Nguyen: Also, a question from [name inaudible] co-found of Skin Net to add to you comment about CEO Cisco John Chambers.

Brunschwig: We have a quote by John Chambers CEO of Cisco who said: “The Internet of everything is a connection of people, data, process, and things that is revolutionizing the way we do business, transforming communication, job creation, education, and health care across the globe. As we are beginning to witness when we connect people, communities, cities, even countries amazing things are possible. Fueling the Internet of everything is growing the number of people and things connecting to the Internet. There will be more mobile phone devices and smartphones connected than the total global population by 2015. By 2020 more than 5 billion people will be connected, not to mention 50 billion things and it’s not just devices you’d expect that will be connected, such as tablets, but other physical objects that can sense and share information. I see 2014 as the inflection point for this major technology transition, which I predict will have a much bigger impact on the world than the first twenty years of the Internet.” What are your comments about this quote?

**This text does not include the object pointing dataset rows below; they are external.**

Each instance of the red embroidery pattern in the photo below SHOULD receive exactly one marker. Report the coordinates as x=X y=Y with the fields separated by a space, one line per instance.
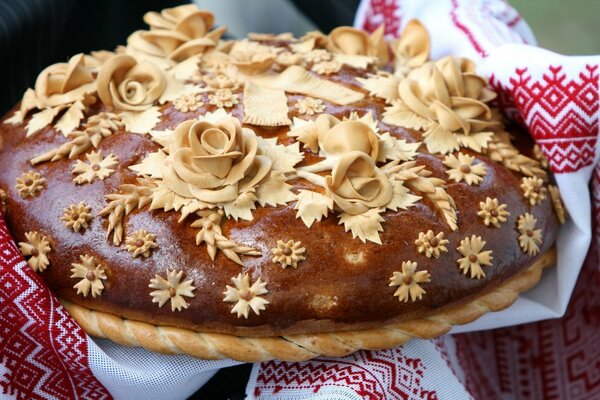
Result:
x=43 y=351
x=560 y=113
x=596 y=205
x=372 y=375
x=383 y=12
x=454 y=14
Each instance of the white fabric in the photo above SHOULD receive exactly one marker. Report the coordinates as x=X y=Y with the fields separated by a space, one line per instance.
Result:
x=136 y=373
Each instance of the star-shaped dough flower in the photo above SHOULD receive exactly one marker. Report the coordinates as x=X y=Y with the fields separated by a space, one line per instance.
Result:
x=309 y=106
x=36 y=250
x=530 y=238
x=492 y=212
x=430 y=244
x=462 y=168
x=77 y=216
x=223 y=98
x=246 y=297
x=559 y=208
x=534 y=190
x=96 y=168
x=171 y=289
x=29 y=184
x=188 y=102
x=474 y=258
x=90 y=275
x=288 y=253
x=408 y=282
x=327 y=67
x=140 y=243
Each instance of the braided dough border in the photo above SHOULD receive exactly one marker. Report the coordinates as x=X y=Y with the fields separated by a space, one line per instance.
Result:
x=212 y=346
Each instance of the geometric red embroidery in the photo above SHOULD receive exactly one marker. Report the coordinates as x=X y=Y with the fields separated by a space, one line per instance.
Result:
x=560 y=113
x=370 y=374
x=43 y=352
x=454 y=15
x=383 y=12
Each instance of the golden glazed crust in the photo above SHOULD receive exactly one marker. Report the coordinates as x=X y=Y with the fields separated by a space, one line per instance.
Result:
x=213 y=346
x=224 y=218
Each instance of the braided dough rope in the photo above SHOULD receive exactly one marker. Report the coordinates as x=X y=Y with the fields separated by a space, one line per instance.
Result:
x=212 y=346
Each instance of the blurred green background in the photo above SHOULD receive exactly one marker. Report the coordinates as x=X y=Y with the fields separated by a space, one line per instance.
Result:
x=568 y=27
x=565 y=26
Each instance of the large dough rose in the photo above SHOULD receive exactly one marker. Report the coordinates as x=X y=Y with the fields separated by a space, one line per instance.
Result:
x=356 y=184
x=336 y=137
x=352 y=41
x=214 y=163
x=63 y=83
x=127 y=85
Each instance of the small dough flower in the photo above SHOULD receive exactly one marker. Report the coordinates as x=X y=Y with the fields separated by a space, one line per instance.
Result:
x=474 y=258
x=309 y=106
x=36 y=249
x=77 y=216
x=140 y=243
x=530 y=238
x=288 y=253
x=317 y=56
x=462 y=168
x=29 y=184
x=98 y=167
x=327 y=67
x=171 y=289
x=534 y=190
x=124 y=84
x=287 y=58
x=221 y=81
x=246 y=297
x=408 y=281
x=90 y=275
x=188 y=102
x=559 y=209
x=492 y=212
x=430 y=244
x=223 y=98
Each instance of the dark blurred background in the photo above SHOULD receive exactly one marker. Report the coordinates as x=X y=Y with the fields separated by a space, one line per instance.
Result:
x=37 y=33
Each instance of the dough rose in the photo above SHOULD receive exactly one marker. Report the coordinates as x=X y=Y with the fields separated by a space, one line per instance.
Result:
x=336 y=137
x=63 y=83
x=128 y=85
x=449 y=93
x=214 y=162
x=349 y=136
x=175 y=34
x=356 y=184
x=352 y=41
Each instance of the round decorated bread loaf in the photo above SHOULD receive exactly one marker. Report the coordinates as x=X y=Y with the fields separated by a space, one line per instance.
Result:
x=271 y=185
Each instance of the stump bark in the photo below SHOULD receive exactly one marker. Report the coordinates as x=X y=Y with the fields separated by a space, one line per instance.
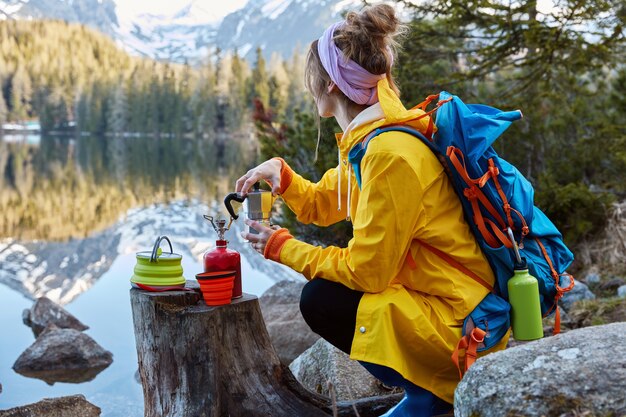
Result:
x=201 y=361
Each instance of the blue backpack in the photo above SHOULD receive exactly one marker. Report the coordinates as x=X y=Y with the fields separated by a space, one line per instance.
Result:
x=497 y=200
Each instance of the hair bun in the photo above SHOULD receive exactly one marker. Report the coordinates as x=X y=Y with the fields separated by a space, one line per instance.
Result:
x=369 y=37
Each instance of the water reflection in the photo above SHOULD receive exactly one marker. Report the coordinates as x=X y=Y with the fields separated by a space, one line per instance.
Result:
x=62 y=187
x=103 y=200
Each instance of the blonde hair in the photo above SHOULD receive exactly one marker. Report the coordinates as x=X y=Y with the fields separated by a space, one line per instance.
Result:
x=369 y=38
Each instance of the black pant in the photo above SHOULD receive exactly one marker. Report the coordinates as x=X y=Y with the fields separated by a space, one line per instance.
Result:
x=330 y=309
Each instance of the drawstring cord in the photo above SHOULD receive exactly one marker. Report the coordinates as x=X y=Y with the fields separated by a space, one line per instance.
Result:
x=349 y=191
x=339 y=168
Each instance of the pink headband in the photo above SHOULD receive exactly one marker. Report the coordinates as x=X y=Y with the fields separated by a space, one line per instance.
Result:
x=358 y=84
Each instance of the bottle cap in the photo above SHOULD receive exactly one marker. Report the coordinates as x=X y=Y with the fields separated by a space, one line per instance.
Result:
x=522 y=264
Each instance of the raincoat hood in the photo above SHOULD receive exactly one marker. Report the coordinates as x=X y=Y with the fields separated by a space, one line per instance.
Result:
x=388 y=111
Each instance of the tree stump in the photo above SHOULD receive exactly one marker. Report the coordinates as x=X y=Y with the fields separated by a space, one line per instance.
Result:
x=196 y=360
x=201 y=361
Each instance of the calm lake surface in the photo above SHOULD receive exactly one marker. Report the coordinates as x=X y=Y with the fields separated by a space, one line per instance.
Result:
x=90 y=276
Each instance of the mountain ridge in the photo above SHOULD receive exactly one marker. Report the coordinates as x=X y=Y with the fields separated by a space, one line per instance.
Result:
x=191 y=33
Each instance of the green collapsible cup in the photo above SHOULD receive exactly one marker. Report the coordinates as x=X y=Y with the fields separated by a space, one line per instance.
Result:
x=158 y=268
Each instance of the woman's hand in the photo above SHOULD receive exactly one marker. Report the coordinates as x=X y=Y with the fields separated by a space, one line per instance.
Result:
x=258 y=241
x=269 y=171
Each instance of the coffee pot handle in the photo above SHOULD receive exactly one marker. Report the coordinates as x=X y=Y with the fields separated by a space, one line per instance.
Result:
x=228 y=203
x=157 y=244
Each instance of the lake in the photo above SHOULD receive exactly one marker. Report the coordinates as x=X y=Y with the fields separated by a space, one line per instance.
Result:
x=89 y=275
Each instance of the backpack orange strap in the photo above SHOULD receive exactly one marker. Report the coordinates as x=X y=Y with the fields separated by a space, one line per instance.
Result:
x=422 y=106
x=469 y=343
x=559 y=290
x=496 y=237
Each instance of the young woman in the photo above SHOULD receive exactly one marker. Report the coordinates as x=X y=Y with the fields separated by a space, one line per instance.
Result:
x=385 y=299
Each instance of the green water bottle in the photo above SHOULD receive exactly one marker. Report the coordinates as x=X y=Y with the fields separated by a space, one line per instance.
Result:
x=524 y=299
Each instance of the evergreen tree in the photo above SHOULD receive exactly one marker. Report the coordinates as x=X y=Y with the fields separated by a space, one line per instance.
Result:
x=553 y=64
x=260 y=80
x=4 y=111
x=118 y=110
x=20 y=94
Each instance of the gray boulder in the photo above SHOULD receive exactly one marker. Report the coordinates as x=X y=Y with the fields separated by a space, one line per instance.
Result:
x=578 y=293
x=63 y=355
x=581 y=372
x=612 y=285
x=289 y=333
x=592 y=278
x=46 y=311
x=323 y=364
x=71 y=406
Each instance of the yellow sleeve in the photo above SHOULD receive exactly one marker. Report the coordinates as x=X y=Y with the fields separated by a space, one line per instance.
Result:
x=387 y=217
x=314 y=202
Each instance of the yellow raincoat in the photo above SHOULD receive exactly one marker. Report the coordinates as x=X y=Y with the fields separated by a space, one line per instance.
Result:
x=411 y=314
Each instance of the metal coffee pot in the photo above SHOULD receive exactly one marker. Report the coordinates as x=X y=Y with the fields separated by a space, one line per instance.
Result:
x=258 y=205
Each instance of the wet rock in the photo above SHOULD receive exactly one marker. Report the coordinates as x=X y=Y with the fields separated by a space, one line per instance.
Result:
x=592 y=278
x=288 y=331
x=581 y=372
x=578 y=293
x=71 y=406
x=63 y=355
x=612 y=285
x=323 y=364
x=46 y=311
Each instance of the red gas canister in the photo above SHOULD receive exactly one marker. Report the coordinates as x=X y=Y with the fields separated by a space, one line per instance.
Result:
x=221 y=258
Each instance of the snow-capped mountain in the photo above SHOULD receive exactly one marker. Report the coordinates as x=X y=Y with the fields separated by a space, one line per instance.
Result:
x=190 y=32
x=98 y=14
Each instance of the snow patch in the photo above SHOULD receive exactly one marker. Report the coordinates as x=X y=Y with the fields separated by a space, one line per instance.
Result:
x=274 y=8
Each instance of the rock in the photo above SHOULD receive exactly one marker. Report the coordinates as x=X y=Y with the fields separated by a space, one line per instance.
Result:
x=288 y=331
x=581 y=372
x=612 y=284
x=578 y=293
x=71 y=406
x=46 y=311
x=63 y=355
x=592 y=278
x=324 y=363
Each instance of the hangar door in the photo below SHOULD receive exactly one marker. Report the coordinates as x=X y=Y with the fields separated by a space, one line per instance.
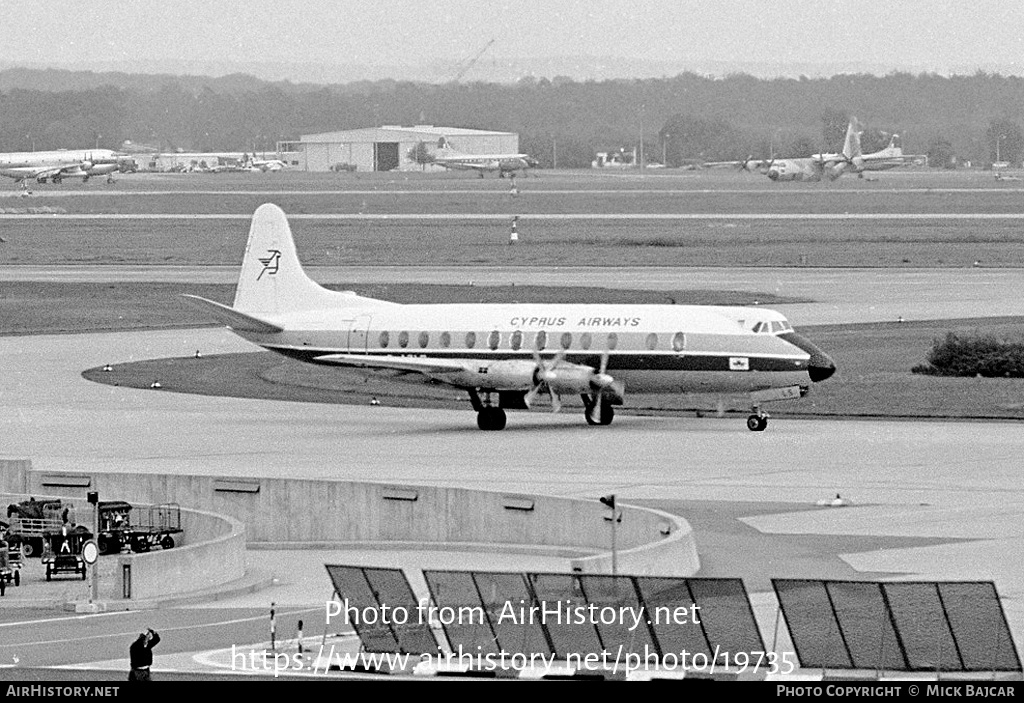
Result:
x=385 y=156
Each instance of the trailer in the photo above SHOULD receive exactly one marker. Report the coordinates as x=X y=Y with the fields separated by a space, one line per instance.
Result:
x=10 y=565
x=124 y=528
x=62 y=551
x=31 y=520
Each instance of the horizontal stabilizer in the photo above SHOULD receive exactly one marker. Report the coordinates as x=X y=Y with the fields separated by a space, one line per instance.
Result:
x=232 y=318
x=407 y=363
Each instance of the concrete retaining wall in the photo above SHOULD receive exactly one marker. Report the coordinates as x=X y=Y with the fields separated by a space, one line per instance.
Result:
x=210 y=553
x=276 y=511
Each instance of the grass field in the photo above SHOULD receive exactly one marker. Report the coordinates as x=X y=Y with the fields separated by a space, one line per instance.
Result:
x=603 y=222
x=875 y=361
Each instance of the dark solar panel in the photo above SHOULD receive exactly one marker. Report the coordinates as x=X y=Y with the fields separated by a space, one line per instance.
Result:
x=559 y=598
x=866 y=625
x=923 y=627
x=979 y=625
x=508 y=603
x=397 y=602
x=726 y=615
x=673 y=616
x=351 y=586
x=942 y=626
x=812 y=624
x=461 y=612
x=621 y=621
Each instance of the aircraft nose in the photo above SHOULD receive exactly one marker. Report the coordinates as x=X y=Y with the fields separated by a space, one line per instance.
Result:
x=821 y=365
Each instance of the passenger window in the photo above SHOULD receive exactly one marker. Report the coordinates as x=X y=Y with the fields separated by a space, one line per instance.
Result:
x=679 y=342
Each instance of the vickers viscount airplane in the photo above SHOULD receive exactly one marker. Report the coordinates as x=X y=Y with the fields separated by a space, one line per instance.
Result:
x=833 y=166
x=506 y=355
x=481 y=163
x=60 y=164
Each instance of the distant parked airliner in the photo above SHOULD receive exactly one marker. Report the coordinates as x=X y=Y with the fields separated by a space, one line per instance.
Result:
x=506 y=355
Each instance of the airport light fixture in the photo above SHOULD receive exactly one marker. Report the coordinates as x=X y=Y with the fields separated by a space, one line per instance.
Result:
x=609 y=500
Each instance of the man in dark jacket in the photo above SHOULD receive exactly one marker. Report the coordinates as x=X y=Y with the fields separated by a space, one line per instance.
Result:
x=140 y=653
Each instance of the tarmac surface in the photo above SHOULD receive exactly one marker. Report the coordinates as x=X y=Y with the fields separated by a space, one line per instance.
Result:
x=930 y=500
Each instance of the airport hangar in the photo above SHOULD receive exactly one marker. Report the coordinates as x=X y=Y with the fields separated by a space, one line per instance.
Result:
x=388 y=147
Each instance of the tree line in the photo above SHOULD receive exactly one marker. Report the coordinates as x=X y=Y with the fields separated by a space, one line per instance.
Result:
x=560 y=122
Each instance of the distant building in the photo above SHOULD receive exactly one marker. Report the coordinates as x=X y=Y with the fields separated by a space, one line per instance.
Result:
x=615 y=160
x=388 y=147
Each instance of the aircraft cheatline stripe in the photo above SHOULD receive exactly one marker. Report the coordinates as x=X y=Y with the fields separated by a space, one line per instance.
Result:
x=536 y=216
x=616 y=361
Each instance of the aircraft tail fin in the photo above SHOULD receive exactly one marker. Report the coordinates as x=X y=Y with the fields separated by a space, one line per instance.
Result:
x=271 y=279
x=851 y=147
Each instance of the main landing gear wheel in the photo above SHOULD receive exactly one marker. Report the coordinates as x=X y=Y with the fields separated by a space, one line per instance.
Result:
x=491 y=419
x=606 y=415
x=757 y=423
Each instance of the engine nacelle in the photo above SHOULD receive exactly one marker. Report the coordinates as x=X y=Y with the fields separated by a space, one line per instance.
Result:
x=569 y=379
x=507 y=375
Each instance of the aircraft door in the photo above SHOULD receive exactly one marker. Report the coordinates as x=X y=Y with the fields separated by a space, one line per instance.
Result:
x=357 y=334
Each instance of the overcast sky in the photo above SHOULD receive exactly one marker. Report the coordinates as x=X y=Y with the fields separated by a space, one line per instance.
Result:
x=936 y=35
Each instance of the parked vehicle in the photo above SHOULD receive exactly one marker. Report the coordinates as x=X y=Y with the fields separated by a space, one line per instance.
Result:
x=62 y=551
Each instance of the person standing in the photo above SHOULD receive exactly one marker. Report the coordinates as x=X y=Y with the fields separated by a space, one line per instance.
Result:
x=140 y=654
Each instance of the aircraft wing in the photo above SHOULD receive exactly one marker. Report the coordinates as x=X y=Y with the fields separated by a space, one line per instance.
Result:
x=406 y=363
x=466 y=165
x=40 y=171
x=231 y=317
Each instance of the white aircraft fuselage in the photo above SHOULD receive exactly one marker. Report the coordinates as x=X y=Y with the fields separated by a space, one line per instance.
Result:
x=59 y=164
x=518 y=351
x=486 y=163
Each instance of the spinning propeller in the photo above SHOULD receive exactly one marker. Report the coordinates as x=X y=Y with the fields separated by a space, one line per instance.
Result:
x=543 y=377
x=600 y=383
x=550 y=378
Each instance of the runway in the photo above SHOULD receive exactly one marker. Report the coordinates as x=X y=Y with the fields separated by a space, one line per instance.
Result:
x=848 y=295
x=456 y=217
x=955 y=484
x=950 y=491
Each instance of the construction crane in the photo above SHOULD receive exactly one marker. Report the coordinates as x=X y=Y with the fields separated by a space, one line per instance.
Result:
x=463 y=68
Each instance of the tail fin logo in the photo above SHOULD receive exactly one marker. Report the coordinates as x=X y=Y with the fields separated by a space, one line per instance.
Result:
x=271 y=264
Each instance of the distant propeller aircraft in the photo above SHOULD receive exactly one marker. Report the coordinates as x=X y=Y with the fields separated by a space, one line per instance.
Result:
x=507 y=355
x=830 y=166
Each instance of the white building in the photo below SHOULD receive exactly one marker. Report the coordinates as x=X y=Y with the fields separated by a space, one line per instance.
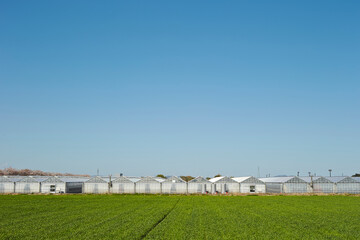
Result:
x=6 y=185
x=286 y=185
x=250 y=185
x=53 y=185
x=27 y=185
x=319 y=184
x=174 y=185
x=123 y=185
x=224 y=185
x=96 y=185
x=148 y=185
x=199 y=185
x=345 y=185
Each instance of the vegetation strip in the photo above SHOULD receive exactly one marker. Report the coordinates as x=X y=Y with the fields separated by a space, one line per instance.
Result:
x=158 y=222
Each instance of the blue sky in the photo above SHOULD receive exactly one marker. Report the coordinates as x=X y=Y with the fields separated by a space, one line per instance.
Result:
x=180 y=88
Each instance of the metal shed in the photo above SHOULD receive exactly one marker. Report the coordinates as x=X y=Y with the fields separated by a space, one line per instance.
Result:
x=199 y=185
x=174 y=185
x=27 y=185
x=319 y=184
x=53 y=185
x=148 y=185
x=96 y=185
x=285 y=185
x=6 y=185
x=250 y=184
x=123 y=185
x=74 y=184
x=225 y=185
x=345 y=184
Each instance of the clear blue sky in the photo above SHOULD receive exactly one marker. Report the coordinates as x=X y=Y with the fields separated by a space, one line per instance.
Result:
x=183 y=88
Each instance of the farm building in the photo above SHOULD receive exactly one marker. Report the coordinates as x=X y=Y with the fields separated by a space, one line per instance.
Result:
x=199 y=185
x=96 y=185
x=27 y=185
x=286 y=185
x=123 y=185
x=319 y=184
x=345 y=184
x=225 y=185
x=148 y=185
x=74 y=184
x=6 y=185
x=174 y=185
x=53 y=185
x=250 y=185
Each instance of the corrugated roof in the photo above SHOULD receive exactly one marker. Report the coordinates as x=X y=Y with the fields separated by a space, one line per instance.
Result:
x=308 y=179
x=216 y=179
x=199 y=180
x=356 y=178
x=336 y=178
x=280 y=179
x=241 y=179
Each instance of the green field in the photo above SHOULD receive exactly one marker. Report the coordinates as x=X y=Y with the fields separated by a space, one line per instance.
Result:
x=179 y=217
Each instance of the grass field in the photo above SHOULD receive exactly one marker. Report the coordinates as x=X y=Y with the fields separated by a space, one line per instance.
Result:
x=179 y=217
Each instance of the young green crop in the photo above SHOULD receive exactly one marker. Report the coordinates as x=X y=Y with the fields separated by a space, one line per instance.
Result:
x=178 y=217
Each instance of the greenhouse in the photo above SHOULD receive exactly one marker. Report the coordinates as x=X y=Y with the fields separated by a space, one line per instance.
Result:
x=148 y=185
x=27 y=185
x=319 y=184
x=225 y=185
x=199 y=185
x=6 y=185
x=286 y=185
x=345 y=184
x=123 y=185
x=174 y=185
x=250 y=185
x=96 y=185
x=53 y=185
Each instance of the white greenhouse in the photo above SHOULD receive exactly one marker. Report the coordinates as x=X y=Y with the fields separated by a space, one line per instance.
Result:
x=27 y=185
x=225 y=185
x=345 y=184
x=6 y=185
x=174 y=185
x=123 y=185
x=53 y=185
x=250 y=185
x=199 y=185
x=148 y=185
x=319 y=184
x=96 y=185
x=285 y=185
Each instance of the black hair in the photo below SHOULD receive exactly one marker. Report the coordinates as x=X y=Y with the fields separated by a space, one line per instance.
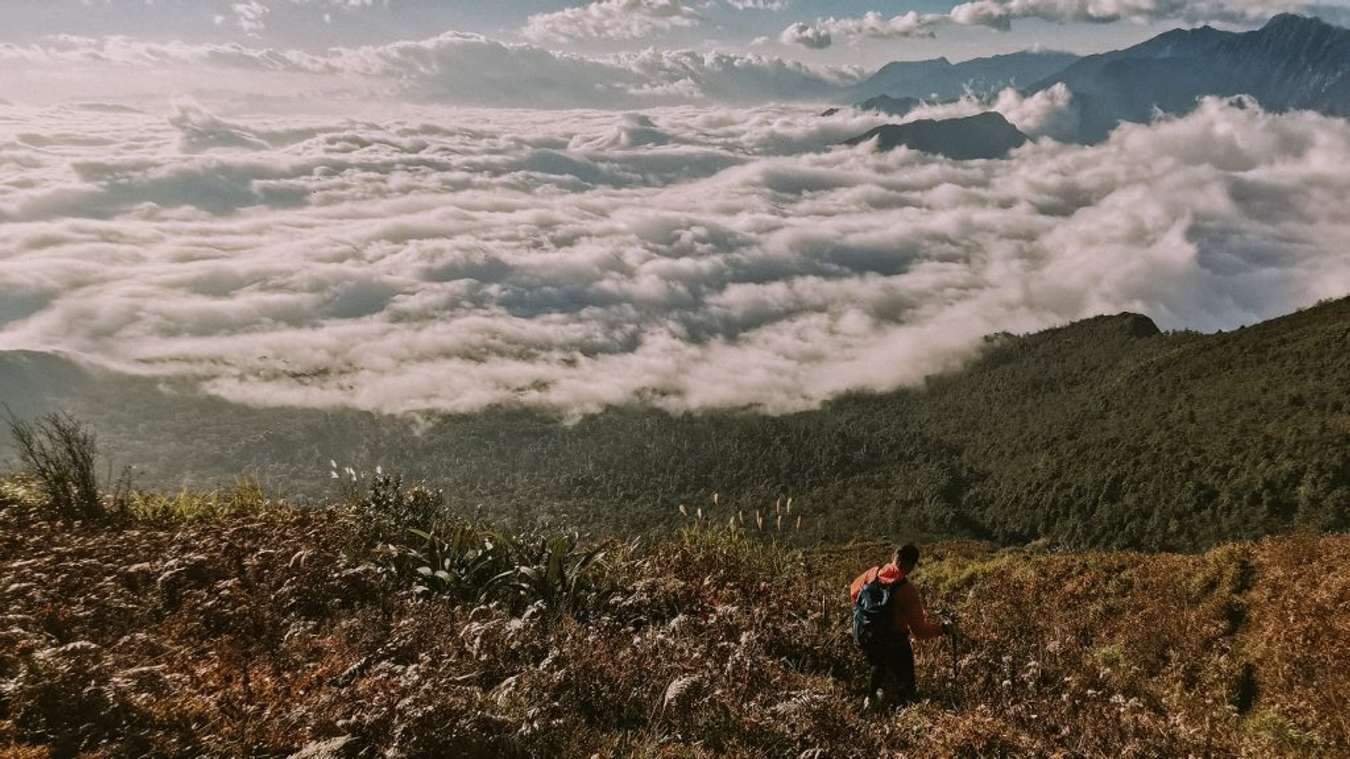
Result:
x=907 y=555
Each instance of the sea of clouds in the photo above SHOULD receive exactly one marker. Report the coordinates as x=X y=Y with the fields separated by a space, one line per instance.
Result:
x=425 y=254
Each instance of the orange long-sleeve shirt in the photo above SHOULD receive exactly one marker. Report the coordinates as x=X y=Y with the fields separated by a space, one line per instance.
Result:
x=907 y=607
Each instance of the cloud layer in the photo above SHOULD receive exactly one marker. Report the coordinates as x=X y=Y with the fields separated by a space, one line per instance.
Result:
x=689 y=257
x=455 y=68
x=1001 y=14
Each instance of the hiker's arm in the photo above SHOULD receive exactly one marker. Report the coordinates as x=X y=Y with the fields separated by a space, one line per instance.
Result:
x=914 y=617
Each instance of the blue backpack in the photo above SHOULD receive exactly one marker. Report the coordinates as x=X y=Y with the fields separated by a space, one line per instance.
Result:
x=874 y=624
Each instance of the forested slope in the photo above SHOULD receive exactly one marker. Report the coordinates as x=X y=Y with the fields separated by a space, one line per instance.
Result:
x=1104 y=432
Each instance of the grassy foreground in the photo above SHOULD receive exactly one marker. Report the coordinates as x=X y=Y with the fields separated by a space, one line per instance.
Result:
x=230 y=625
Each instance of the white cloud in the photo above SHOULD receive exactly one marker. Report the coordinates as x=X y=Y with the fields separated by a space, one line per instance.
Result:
x=450 y=68
x=612 y=19
x=870 y=26
x=806 y=35
x=759 y=4
x=693 y=257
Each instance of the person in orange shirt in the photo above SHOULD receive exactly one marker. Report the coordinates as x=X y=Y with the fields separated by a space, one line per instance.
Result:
x=890 y=613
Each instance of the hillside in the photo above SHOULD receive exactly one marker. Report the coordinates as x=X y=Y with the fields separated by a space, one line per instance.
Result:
x=1104 y=434
x=984 y=135
x=941 y=79
x=1293 y=62
x=228 y=625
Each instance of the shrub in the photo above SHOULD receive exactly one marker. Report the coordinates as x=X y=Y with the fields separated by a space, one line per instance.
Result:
x=61 y=451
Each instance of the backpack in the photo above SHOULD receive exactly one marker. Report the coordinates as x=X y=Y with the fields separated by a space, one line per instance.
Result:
x=874 y=621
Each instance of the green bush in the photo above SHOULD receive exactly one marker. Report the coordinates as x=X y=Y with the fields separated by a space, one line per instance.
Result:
x=62 y=454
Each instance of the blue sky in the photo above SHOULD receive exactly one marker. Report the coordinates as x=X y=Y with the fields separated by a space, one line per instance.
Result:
x=323 y=23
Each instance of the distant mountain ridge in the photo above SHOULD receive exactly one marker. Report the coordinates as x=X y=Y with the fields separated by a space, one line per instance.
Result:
x=983 y=135
x=1292 y=62
x=1102 y=432
x=938 y=79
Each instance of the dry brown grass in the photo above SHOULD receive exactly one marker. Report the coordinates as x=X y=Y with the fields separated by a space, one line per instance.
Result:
x=259 y=631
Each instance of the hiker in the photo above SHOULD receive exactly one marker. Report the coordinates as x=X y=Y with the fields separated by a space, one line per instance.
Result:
x=887 y=611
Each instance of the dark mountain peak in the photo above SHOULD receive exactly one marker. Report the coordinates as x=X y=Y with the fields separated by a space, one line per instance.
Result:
x=906 y=65
x=890 y=106
x=941 y=79
x=983 y=135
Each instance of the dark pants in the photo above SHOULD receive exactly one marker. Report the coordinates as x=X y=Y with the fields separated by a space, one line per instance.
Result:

Mele: Well, there’s no doubt that radical connectivity plays in here. The big tech news this week is the acquisition of Nest by Google. Nest is very successful because it built thermostats and smoke detectors that communicate with each other, and with you, and with your phone. A kind of connectivity, this is kind of ambient device awareness in a sense. I can imagine a day when you leave your house to go to a conference and your phone notices that you’ve left your house and it looks at your calendar, it knows where you’re going, it’s watching your car drive you there, and it sends a message ahead to the conference center with the coordinates for your back, and the conference center prints a chair with a 3D printer molded and designed for your back so you get to your meeting or your conference and you have your chair with your name on it and you sit in it and it’s just for you. That’s a world where things are customized and built to your personal satisfaction. But that is a world that empowers individuals, potentially at the expense of civic lives in the community. So, that is also something we’ve got to bring some real intentionality to, if that’s how we want it to be.

Brunschwig: Thank you so much for doing this with us.

Mele: Thank you.

Mr. Nguyen: Nicco, thank you so much. Thank you for your attention and time for Nicco’s talk on the Meet Boston Global Forum Leaders Series and there are a lot of questions. We thank you for sending your questions. But we are limited to only sixty minutes, so we are able to use a part of that. So we hope we to continue to be involved and to attend the Boston Global Forum events and the Meet Boston Global Forum Leaders Series next time. Thank you so much.

Mele: Thank you very much. It’s a pleasure to be a part of this community.